В документах того времени Хабаров именуется «опытовщиком» — он смело и умно ставил опыт жизни на новых местах, и слухи о вольной жизни в слободе на Лене-реке бежали далеко кругом.

Однако вольной жизни пришел конец: за Хабаровым съехал с Москвы на Лену воевода Головин Петр Петрович и поставил Якутский острог недалеко у устья реки Вилюя. Задачи у Головина были иные, чем у Хабарова. Речь шла уж не об работе, не об осваивании этих пустынь трудами.

Москва давала ему наказ: осваивать земли, объясачивать народы да «смотреть крепко, которые реки впали устьями в море и сколько от одной такой реки до другой дён ходу парусом или греблею, и расспрашивать про те реки подлинно, как те реки слывут [83] , и отколе они вершинами выпали, и какие люди на тех реках живут, и скотинные ли они, пашенные ли, и какой у них хлеб родится, и зверь соболь есть ли, и ясак платят ли они, и ежели платят, то в какое государство и каким зверем».

83

Называются.

А дальше шли указания уже специального значения:

«И в том государстве какой оружейный бой, и товары им какие надобны, и на какие товары с ними туземцы торг ведут— проведать тебе подлинно. А приехав к себе обратно, явиться к расспросу и опись и всяким землям чертеж подать к Съезжей избе».

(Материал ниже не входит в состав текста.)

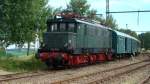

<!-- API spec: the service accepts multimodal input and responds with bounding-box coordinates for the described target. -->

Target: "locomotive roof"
[112,30,140,42]
[75,19,109,29]
[47,18,140,43]
[47,18,109,29]
[47,18,77,23]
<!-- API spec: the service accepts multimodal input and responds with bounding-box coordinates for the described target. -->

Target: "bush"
[0,56,46,72]
[0,48,6,57]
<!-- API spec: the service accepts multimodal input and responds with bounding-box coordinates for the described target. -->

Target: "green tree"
[95,15,118,29]
[67,0,90,16]
[0,0,10,48]
[139,32,150,50]
[118,29,138,39]
[0,0,49,55]
[24,0,49,55]
[86,9,97,19]
[64,0,118,29]
[102,15,118,29]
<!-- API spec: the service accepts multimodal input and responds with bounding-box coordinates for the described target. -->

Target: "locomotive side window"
[48,22,77,33]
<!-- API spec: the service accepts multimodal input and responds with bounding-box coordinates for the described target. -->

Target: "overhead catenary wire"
[107,10,150,13]
[105,0,150,26]
[107,10,150,25]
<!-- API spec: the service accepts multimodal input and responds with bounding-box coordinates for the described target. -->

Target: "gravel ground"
[67,61,150,84]
[103,65,150,84]
[0,54,149,84]
[144,78,150,84]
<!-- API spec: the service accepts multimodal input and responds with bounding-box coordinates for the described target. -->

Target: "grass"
[0,55,47,72]
[6,48,35,56]
[0,49,6,57]
[0,49,46,72]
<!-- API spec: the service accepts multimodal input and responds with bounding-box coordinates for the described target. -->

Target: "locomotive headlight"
[64,40,72,48]
[68,40,71,44]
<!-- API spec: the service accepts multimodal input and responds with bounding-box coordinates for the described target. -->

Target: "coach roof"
[112,30,140,42]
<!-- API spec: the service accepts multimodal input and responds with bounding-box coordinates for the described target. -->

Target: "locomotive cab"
[42,18,78,53]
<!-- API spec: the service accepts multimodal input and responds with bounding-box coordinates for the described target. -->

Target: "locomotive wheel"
[45,59,52,67]
[52,55,63,68]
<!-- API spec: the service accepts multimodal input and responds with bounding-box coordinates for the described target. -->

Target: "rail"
[51,60,150,84]
[140,75,150,84]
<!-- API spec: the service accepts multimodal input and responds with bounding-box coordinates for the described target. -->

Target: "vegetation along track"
[51,60,150,84]
[0,70,57,82]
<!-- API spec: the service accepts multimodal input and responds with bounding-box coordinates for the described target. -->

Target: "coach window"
[68,23,75,32]
[60,23,66,32]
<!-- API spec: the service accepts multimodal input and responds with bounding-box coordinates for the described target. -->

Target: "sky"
[48,0,150,33]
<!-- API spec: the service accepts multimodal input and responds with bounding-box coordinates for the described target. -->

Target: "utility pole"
[106,0,110,20]
[126,24,128,29]
[107,10,150,25]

Сибирский приказ в Москве отлично понимал, что русские люди в Сибири подходят к местам иного склада, не таким, какие были доселе, что здесь иноземцы могут быть немирны, что тут начинается влияние других государств, что тут движение вперед оказаться может не так легко, как прежде, что возможно сопротивление. Затрудняла дело и дальность снабженья: от Москвы и других хлебных мест расстоянье стало очень большим, пороху же, свинцу, а главное— хлеба и товаров требовалось все больше.

День был жаркий. Хабаров только что вернулся с поля, где жал с артелью хлеб, сел обедать. Подавала ему орочонка, которую он, как рабыню, выменял на соль, жил же с нею, как с венчанной женой. Маленькая, с быстрыми черными глазками, похожая на лесную птицу, она все время пугливо посматривала на своего властелина, боялась его, не верила, что он ей муж, но визгливо бранила его из ревности, лезла с кулаками.

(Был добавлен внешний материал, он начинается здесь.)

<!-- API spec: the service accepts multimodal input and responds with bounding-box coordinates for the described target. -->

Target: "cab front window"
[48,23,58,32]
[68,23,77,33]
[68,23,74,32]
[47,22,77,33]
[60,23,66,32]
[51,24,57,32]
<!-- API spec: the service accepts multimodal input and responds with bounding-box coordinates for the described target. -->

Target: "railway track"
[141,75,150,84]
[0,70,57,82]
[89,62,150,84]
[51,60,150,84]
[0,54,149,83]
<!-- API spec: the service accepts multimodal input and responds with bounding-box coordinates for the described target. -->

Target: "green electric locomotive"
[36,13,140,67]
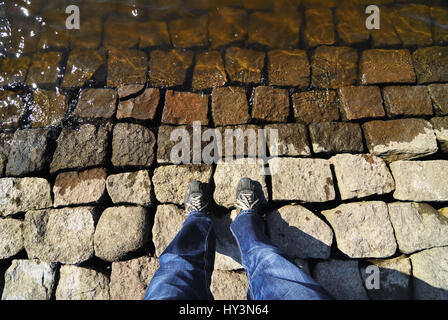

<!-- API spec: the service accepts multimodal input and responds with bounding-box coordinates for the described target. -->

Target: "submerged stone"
[208,7,248,48]
[413,46,448,84]
[304,8,335,47]
[26,51,63,86]
[0,56,30,86]
[30,89,67,128]
[311,46,358,89]
[107,49,147,87]
[149,49,194,87]
[225,47,265,84]
[268,49,309,88]
[169,15,208,48]
[0,91,26,129]
[62,49,106,87]
[192,51,227,91]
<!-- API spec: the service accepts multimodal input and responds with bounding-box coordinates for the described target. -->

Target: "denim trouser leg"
[144,212,215,300]
[230,211,333,300]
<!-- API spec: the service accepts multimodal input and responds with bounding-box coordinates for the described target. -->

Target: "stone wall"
[1,0,448,300]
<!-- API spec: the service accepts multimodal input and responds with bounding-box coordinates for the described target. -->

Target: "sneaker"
[235,177,262,214]
[184,180,210,215]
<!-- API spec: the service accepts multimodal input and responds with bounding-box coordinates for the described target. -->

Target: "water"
[0,0,447,130]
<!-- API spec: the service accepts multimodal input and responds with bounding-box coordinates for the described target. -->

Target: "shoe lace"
[187,194,207,213]
[236,192,259,211]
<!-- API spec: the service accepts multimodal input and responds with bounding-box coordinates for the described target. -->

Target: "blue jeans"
[144,210,333,300]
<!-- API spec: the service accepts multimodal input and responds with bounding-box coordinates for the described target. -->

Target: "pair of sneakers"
[184,178,262,216]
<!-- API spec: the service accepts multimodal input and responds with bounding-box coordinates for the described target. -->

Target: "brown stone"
[117,88,160,120]
[431,117,448,153]
[392,5,432,47]
[243,0,274,10]
[225,47,265,84]
[0,56,30,86]
[265,123,310,157]
[383,86,433,117]
[268,49,309,88]
[335,5,370,45]
[212,87,250,126]
[309,122,364,154]
[413,47,448,84]
[26,52,63,85]
[149,49,194,87]
[169,15,208,48]
[208,7,248,48]
[360,49,416,85]
[30,89,67,128]
[138,20,170,48]
[162,91,209,125]
[73,89,117,119]
[292,90,340,124]
[428,84,448,116]
[103,16,140,49]
[432,6,448,44]
[371,9,401,48]
[252,87,289,123]
[70,17,102,49]
[37,10,69,50]
[304,0,336,8]
[3,18,39,56]
[53,168,107,207]
[62,49,106,87]
[311,46,358,89]
[110,256,159,300]
[192,51,227,91]
[363,119,438,161]
[107,49,147,87]
[117,84,145,99]
[248,11,301,49]
[0,91,26,129]
[338,86,385,120]
[304,8,335,47]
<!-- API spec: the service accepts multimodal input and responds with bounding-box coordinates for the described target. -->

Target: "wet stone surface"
[309,122,364,154]
[252,86,289,123]
[413,47,448,84]
[428,84,448,116]
[26,52,63,86]
[225,47,265,84]
[117,88,160,121]
[169,16,208,48]
[208,7,248,49]
[304,8,335,48]
[149,49,194,87]
[383,86,433,117]
[0,91,26,129]
[212,87,250,126]
[192,51,227,91]
[393,4,432,47]
[30,89,67,128]
[248,11,301,49]
[74,89,117,119]
[0,56,30,87]
[360,49,416,85]
[62,49,106,88]
[338,86,385,121]
[292,90,340,124]
[268,49,309,88]
[107,49,147,87]
[311,46,358,89]
[162,91,209,125]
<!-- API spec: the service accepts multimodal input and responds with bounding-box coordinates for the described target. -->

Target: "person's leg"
[144,212,215,300]
[231,178,333,300]
[144,181,215,300]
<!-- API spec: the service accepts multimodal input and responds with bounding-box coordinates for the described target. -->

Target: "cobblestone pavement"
[1,0,448,300]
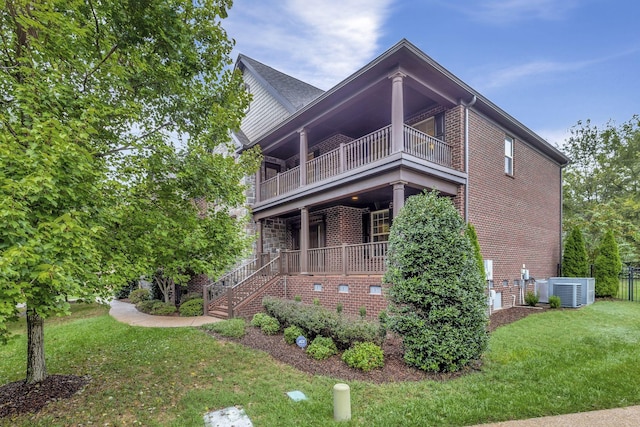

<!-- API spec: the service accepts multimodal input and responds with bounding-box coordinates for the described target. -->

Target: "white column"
[299,128,308,186]
[392,181,407,219]
[390,71,406,153]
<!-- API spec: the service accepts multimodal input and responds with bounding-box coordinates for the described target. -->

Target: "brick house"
[203,39,569,319]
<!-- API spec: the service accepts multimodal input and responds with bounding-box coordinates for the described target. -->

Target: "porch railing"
[259,124,453,202]
[281,242,388,276]
[203,253,273,311]
[404,125,452,167]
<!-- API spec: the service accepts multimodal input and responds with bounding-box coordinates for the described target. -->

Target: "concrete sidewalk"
[109,299,640,426]
[109,299,222,327]
[475,405,640,426]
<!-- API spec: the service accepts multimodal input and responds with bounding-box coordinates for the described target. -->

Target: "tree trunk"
[26,308,47,384]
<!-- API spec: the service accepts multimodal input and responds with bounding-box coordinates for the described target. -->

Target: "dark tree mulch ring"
[208,305,549,384]
[0,375,90,418]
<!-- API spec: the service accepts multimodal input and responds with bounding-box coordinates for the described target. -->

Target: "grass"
[2,301,640,426]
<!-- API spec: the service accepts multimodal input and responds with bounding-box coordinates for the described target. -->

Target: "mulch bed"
[0,305,546,418]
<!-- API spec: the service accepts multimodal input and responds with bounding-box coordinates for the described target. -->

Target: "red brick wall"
[249,275,389,320]
[466,110,562,308]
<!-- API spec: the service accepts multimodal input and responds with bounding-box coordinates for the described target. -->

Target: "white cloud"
[463,0,579,23]
[224,0,394,89]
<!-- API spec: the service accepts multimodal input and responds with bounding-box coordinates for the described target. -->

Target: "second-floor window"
[371,209,390,242]
[413,113,445,140]
[504,136,514,175]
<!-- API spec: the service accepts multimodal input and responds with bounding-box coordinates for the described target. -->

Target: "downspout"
[461,95,477,223]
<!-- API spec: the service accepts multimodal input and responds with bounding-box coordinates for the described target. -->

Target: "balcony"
[259,125,453,202]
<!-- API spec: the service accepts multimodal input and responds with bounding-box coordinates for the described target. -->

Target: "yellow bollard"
[333,383,351,421]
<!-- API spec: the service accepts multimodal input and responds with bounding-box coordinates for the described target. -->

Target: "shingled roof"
[237,54,324,113]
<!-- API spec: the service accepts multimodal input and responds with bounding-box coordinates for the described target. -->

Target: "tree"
[383,191,488,372]
[562,226,590,277]
[594,230,622,297]
[465,223,486,281]
[562,116,640,262]
[0,0,257,384]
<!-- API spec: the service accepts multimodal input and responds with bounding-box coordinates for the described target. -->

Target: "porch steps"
[207,275,281,319]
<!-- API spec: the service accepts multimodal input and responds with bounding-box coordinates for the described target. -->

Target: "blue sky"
[224,0,639,148]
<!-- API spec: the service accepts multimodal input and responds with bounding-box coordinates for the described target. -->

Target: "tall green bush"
[466,223,486,281]
[562,226,590,277]
[383,191,488,372]
[594,230,622,297]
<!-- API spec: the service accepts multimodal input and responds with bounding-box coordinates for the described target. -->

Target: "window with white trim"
[371,209,390,243]
[338,284,349,293]
[313,283,322,292]
[369,285,382,295]
[504,136,514,175]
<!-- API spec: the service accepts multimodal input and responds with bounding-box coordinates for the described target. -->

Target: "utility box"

Хабарову это нравилось. Его первая жена была сытая, белая, сдобная и очень любила спать. А Агафья — так окрестил орочонку бродячий поп Онуфрий — день-деньской носилась по сушилам, амбарам с мехами, была переводчицей, помогала мужу изо всех сил.

Агафья поставила на стол горшок щей из свежей капусты и, вытирая руки передником, бросилась к окну: во двор кто-то вбежал, чего-то спрашивал.

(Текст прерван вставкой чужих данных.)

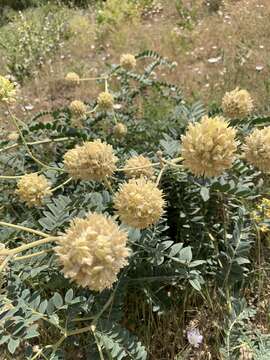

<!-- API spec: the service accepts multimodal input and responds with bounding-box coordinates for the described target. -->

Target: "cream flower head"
[56,213,129,291]
[65,72,80,85]
[222,87,253,119]
[181,115,238,177]
[114,177,165,229]
[113,123,127,139]
[97,92,114,111]
[242,127,270,172]
[63,139,118,181]
[16,173,51,207]
[0,75,16,104]
[124,155,154,179]
[69,100,87,117]
[120,54,136,71]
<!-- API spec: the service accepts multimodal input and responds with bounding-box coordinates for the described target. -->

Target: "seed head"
[65,72,80,85]
[113,123,127,139]
[69,100,87,117]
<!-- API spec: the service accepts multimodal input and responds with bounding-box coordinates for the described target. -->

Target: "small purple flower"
[187,328,203,348]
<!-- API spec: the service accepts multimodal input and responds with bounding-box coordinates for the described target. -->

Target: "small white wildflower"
[187,328,203,348]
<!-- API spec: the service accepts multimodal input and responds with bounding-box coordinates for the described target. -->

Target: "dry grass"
[2,0,270,120]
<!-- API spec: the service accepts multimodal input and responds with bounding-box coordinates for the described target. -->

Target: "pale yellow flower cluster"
[114,177,165,229]
[65,72,80,85]
[63,139,118,181]
[97,92,114,111]
[69,100,87,117]
[7,132,19,141]
[239,344,253,360]
[113,123,127,139]
[56,213,129,291]
[124,155,154,179]
[0,76,16,104]
[243,127,270,172]
[222,88,253,119]
[16,173,51,207]
[120,54,136,71]
[181,116,237,177]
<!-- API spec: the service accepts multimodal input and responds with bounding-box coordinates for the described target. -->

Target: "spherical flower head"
[243,127,270,172]
[222,87,254,119]
[16,173,51,207]
[124,155,154,179]
[69,100,87,117]
[120,54,136,71]
[97,92,114,111]
[0,75,16,104]
[113,123,127,139]
[65,72,80,85]
[114,177,165,229]
[56,213,129,291]
[7,131,19,141]
[63,139,118,181]
[181,115,238,177]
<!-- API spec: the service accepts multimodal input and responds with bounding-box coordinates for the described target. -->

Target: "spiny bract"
[56,213,129,291]
[181,115,238,177]
[114,177,165,229]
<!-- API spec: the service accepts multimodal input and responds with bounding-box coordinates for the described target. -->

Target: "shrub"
[1,50,270,358]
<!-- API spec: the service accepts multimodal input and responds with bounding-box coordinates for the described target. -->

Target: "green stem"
[0,221,50,238]
[0,137,72,154]
[51,177,72,192]
[7,108,65,173]
[14,248,53,261]
[0,237,55,256]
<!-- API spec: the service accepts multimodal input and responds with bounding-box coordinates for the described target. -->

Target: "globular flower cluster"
[124,155,154,179]
[7,132,19,141]
[69,100,87,117]
[113,123,127,139]
[16,173,51,207]
[120,54,136,71]
[97,92,114,111]
[114,177,165,229]
[63,140,118,181]
[56,213,129,291]
[181,116,238,177]
[0,75,16,103]
[65,72,80,85]
[243,127,270,172]
[222,87,253,119]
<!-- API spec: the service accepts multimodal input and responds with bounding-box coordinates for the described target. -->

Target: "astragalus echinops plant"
[0,50,269,359]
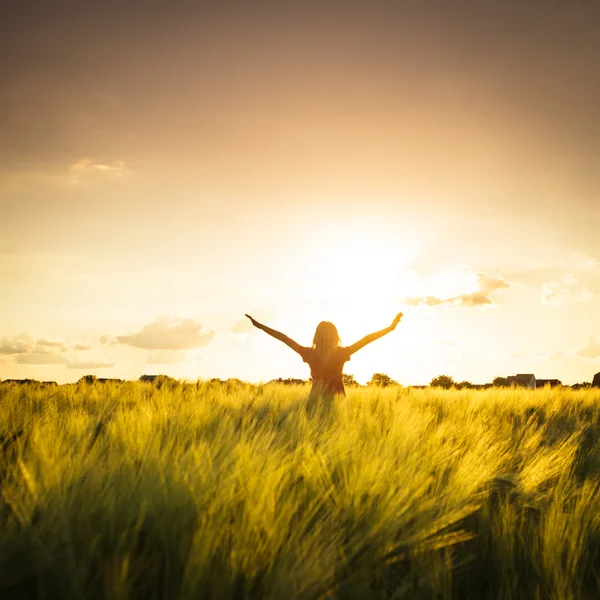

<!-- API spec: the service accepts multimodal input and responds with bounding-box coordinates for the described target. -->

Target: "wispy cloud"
[402,272,509,308]
[505,251,599,284]
[66,361,115,369]
[0,335,33,355]
[73,344,92,351]
[541,274,594,306]
[508,350,568,361]
[15,354,69,365]
[1,335,71,355]
[559,252,599,270]
[14,353,114,369]
[576,338,600,359]
[36,339,70,352]
[2,334,111,370]
[116,316,215,350]
[68,158,127,184]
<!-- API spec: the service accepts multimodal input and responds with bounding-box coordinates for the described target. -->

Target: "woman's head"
[312,321,341,357]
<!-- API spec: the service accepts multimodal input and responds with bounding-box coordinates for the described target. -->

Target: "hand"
[390,312,403,330]
[245,314,260,327]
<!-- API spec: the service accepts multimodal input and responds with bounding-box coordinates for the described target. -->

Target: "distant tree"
[430,375,455,389]
[493,377,509,387]
[456,380,474,389]
[140,374,178,389]
[342,374,360,387]
[368,373,397,387]
[156,375,178,390]
[268,378,306,385]
[571,382,591,390]
[78,375,97,384]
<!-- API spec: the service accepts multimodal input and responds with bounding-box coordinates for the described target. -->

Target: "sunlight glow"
[278,225,420,355]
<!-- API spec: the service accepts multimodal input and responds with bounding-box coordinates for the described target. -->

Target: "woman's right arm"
[346,312,403,355]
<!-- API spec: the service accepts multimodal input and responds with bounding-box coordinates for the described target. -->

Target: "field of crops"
[1,381,600,599]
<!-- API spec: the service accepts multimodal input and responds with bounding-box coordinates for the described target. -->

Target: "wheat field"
[1,380,600,599]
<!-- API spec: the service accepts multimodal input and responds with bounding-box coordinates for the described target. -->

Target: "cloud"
[14,353,114,369]
[505,252,599,285]
[1,335,86,355]
[147,350,187,364]
[403,296,447,307]
[36,339,70,352]
[542,274,594,306]
[116,316,215,350]
[507,350,566,361]
[559,252,599,270]
[65,361,115,369]
[576,338,600,359]
[0,335,33,355]
[15,354,69,365]
[403,272,509,308]
[68,158,127,184]
[2,333,113,368]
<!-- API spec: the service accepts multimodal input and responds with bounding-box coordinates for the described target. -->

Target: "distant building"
[97,378,123,383]
[506,374,536,389]
[1,379,39,385]
[536,379,562,388]
[593,372,600,388]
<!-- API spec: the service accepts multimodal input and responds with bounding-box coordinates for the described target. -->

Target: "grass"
[1,380,600,599]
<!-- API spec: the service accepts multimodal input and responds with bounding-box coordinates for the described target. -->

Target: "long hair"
[312,321,341,359]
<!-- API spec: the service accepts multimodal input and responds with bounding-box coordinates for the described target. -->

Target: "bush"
[430,375,455,389]
[456,381,474,389]
[367,373,398,387]
[342,374,360,387]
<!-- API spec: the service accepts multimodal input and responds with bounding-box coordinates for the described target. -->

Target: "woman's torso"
[300,346,351,396]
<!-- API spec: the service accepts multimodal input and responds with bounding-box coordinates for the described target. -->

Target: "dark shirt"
[299,346,352,396]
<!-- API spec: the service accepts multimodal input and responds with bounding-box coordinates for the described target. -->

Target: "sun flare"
[276,225,421,349]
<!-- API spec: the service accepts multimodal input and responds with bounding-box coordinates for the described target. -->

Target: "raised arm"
[245,314,304,355]
[347,312,403,355]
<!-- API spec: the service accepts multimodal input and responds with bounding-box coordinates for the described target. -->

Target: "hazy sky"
[1,1,599,384]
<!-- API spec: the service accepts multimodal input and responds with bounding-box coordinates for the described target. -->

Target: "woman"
[245,312,403,397]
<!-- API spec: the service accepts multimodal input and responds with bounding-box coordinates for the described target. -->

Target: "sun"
[289,223,420,342]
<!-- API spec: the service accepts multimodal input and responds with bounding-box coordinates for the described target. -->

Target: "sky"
[1,1,599,385]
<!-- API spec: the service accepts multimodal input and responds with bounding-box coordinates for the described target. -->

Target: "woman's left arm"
[245,314,304,355]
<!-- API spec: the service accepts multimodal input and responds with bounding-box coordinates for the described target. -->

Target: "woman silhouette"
[245,312,403,398]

— Батушка, цой-то все крицат? — сказала она.

Хабаров встал и, дожевывая кусок, выглянул в окно.

— Тебе не разобрать! — улыбнулся он, похлопывая Агафью так по спине, что мониста в косах забренчали.

— Государь, — запыхавшись, кланялся со двора в окно широкоплечий конюх Фирс, — ребята кричат с реки — струги снизу бежат.

— Ну?

— Со стрельцами. Три лодьи. Не было б дурна!

Хабаров сдвинул брови, бросил недоеденный кусок хлеба на стол.

— Повремени с едой, Агафья! Гости! Должно, незваные.

Быстро натянул сверх рубахи синий кафтан и, выпрастывая из-под полы бороду, сбежал с крыльца во двор, зашагал к берегу.

Лена против слободы была еще не широка, сильно дул низовой ветер, лиловые волны катились вдоль реки, шумя беляками, березы на юру шатались, кланялись. За желтыми отмелями, за зеленью лугов, за синими гребнями лесов белели широкой полосой снега на отрогах Саян. Ветер дул ровно и наносил то цветами с лугов, то солнечным теплом.

Хабаров из-под руки смотрел с кручи берега на приближавшиеся паруса стругов, набитых стрельцами. Суда подошли, стало видно,

как выцвело сукно кафтанов, как бледны бородатые лица стрельцов, как угрюмо и недоброжелательно глядят на мирную, цветущую слободу их запавшие глаза. На переднем струге на щегле вьется красный стяг с гербом Москвы — Егорьем Храбрым, поражающим змия.

«Должно, сам… Воевода! — подумал Хабаров, сымая шапку с темных своих кудрей. — Стрелецкие кафтаны латать едет!»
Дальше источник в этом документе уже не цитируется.